Two payments from Levy & McRae were made to companies owned or controlled in Gibraltar by King and his associate, Nicholas Levene. Burness Paul partner Scott Wilson also sent a payment for £3.3m into Levene’s personal account.

Levene later admitted ripping-off, among others, Stagecoach founders Ann Gloag and Brian Souter for £10m in an unconnected fraud. He was sentenced to 13 years and is still in jail.

In January 2007, according to court papers, Heather paid £19m into a Levy & McRae client account. Five days later, it was paid out to a Panamanian company owned by Levene.

Later that month, a further £9.412m from Heather was paid through Gibraltar solicitors to a company owned by King. Both these payments were undocumented and without security.

The Glasgow-based solicitors maintain that they never acted for Heather.

In December 2008, the Gibraltar solicitor, Hassans, made an “unexplained payment” of £200,000 to Peter Watson, one of Levy & McRae’s senior partners. Watson left the company in 2014 and has been suspended from his part-time role as a sheriff.

King lives in the gated La Zagaleta millionaire complex in Marbella, with its own golf courses, riding stables and swimming pools, where houses sell for up to £20m. He paid himself around £34m from Heather between 2005 and 2008.

Duffy, the fund liquidator, claims in court papers that many of loans made to companies to develop land were “a fabrication and a sham”. They were usually paid through a subsidiary company called Mathon, in which Peter Watson was, for a time, a director.

The properties purchased, several of them in Scotland, were valued by Heather at £161m but were eventually sold for just £8m.
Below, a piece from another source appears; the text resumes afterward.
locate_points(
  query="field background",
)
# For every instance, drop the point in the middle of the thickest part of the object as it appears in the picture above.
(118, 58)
Several of the Scottish loans went to companies owned by highly controversial businessmen. The twins Mario and Carlo Rea were recipients. They are associates of the Glasgow crime family the Daniels. The two were convicted of attacking members of the rival Lyons clan. Mario, a boxing promoter, was also stabbed in the head, arm and back in Coatbridge, in 2012.

Other loans went to companies owned by Stephen McKenna and Allan Stewart, who once claimed to be interested in buying Rangers. However, their company went bust owing the tax authorities £78,000. McKenna has also had another of his companies compulsorily wound up.

In 2012, a Gibraltar couple, Mark and Minette Compson, set up Advalorem Asset Fund Limited, a similar scheme to Heather, to buy and develop properties. Four UK pension funds backed them with £7,760,500 of investment. Like Heather, Advalorem (AAFL) also went bust. The principal cause was the purchase of a piece of land in Kirkintilloch owned by King.

The 36 acres had been owned by the housebuilders Stewart Milne. In 2000, Milne applied to East Dunbartonshire council for planning permission to build, which was refused. They then took the view that no-one could get permission to build on what was a flood plain.

According to legal submissions in the Gibraltar Court of Appeal, the land was sold in 2008 by Milne for £305,000 to a company incorporated in the British Virgin Islands, owned by King, and then shuffled through two other companies to one in Gibraltar, Thistle, again owned by King.

Despite the Milne planning refusal, a report commissioned by AAFL from a Glasgow firm of surveyors indicated that planning permission was likely, as the council was “skint”, valuing the land up to £10.3m – although valuations since the collapse have put the worth as less than £200,000.

AAFL, according to court papers, paid King’s company “a non-refundable deposit of over £2.1m with no reason or justification being provided”, with the balance of the £6m completed by June 2013.

But according to the AAFL liquidator, Adrian Hyde, who visited the Kirkintilloch site: “Valuing the land on the basis of an assumption that it is not a flood plain makes the valuation completely worthless.” He addedAdding that it “was based on what I describe as fantasy assumptions”.

In 2015 King, as well as his lawyer Andrew Sobolewski, accountant Andrew Millar and property expert Scott Carmichael were named in police report to the Crown Office. A spokesperson said only that a report had been received “in relation to four men aged 41, 44, 54 and 62. The report remains under consideration.”